Revealing interactions between coding and non-coding transcripts in plants using heterogeneous networks

Joel Robertson0, Stephen Davis1, Nitin Mantri1, Alice Johnstone1
(0) RMIT
(1) RMIT University

Find me on Wed Nov 25th, 1:30-2:50pm AEDT in Remo, table 42

Abstract
Once thought to be junk genetic material, non-coding RNAs are increasingly recognised as playing an important role in transcription regulation, RNA splicing, chromatin modification and translation control.
Dysregulation of non-coding transcripts has also been associated with a number of human diseases.
In plants, however, their role is less understood.
High-throughput sequencing allows us to examine levels of co-expression between transcripts, and co-expression across a sample-set is likely to indicate involvement in similar cellular processes.
A useful technique for analysing this co-expression information is to view it as a network.
Network science is the study of complex, non-random systems represented abstractly as a set of nodes along with a set of links that signify an interaction between a node pair.
The benefit of framing expression data in this way is that it allows the use of a range of measures that focus on global and local structures in the network to infer relationships between nodes.
Community detection methods are commonly used to analyse the global coexpression network topology, grouping transcripts into modules that allow functional annotation of rare or unknown transcripts.
Less-utilised information is also observed on a local level, and graphlet counting offers a way to capture this.
Graphlets are small-scale subnetworks that can repeat many times throughout a larger network.
If a particular graphlet is significantly overrepresented in a network then it is designated as a network motif.
Similarly, a network can be characterised by its graphlet profile, allowing comparison of different networks based on this higher-order information.

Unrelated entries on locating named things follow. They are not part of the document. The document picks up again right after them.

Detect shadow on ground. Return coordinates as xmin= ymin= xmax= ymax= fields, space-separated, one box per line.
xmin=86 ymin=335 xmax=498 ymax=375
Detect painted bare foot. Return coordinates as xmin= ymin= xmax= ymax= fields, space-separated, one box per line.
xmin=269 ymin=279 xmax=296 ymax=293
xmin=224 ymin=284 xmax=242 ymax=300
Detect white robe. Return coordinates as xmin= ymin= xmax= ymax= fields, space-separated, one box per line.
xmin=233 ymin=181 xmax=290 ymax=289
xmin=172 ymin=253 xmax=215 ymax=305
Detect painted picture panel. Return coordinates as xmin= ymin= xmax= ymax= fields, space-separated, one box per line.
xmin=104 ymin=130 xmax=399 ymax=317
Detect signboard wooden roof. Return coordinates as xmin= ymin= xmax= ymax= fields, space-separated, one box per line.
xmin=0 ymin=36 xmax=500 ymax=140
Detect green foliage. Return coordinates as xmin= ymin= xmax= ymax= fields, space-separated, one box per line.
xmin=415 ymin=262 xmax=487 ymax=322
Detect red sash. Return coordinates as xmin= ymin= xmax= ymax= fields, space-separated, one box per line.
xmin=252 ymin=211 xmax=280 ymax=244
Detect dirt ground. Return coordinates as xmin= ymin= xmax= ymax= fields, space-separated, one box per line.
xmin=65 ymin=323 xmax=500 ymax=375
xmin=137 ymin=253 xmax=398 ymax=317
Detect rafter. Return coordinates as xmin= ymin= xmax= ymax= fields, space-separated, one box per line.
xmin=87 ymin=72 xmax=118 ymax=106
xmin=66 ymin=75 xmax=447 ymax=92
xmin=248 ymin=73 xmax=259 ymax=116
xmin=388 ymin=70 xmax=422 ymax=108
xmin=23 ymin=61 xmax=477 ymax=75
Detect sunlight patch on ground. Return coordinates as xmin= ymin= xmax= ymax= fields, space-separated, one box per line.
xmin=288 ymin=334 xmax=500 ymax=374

In the biological context, graphlet counting has mainly been deployed on directed networks (e.g. gene regulatory networks or protein-protein interaction networks), where more graphlet types are available to characterise and differentiate networks.
This increased granularity can also be obtained in undirected co-expression networks if they are constructed as coding/non-coding heterogeneous networks.
Graphlet counting then also provides a method to examine the relationships between mRNA protein-coding transcripts and the less understood families of non-coding RNA.
Our research employs graphlet counting techniques to identify significant patterns of interaction between coding and non-coding transcripts in plants.
Raw plant sequencing data obtained from _Cicer arietinum L._ (chickpea) samples are assembled into a _de novo_ transcriptome with each transcript type determined via a filtering process to determine coding or non-coding status.
After quantification of transcript expression counts, whole-transcriptome heterogeneous co-expression networks are constructed, and a typed graphlet counting algorithm is applied to characterise the network by its higher-order structure.
Significant patterns between coding and non-coding transcripts reveal information about regulatory interactions and ultimately identify a set of candidate non-coding transcripts to be investigated experimentally.
A comparison of networks across different experimental conditions is also used to indicate which coding/non-coding interactions are particularly important at different stages of the plant’s lifecycle.
The longer-term goal of the project is to integrate graphlet counting processes with widely-used module detection workflows to facilitate a richer network analysis toolset for biologists.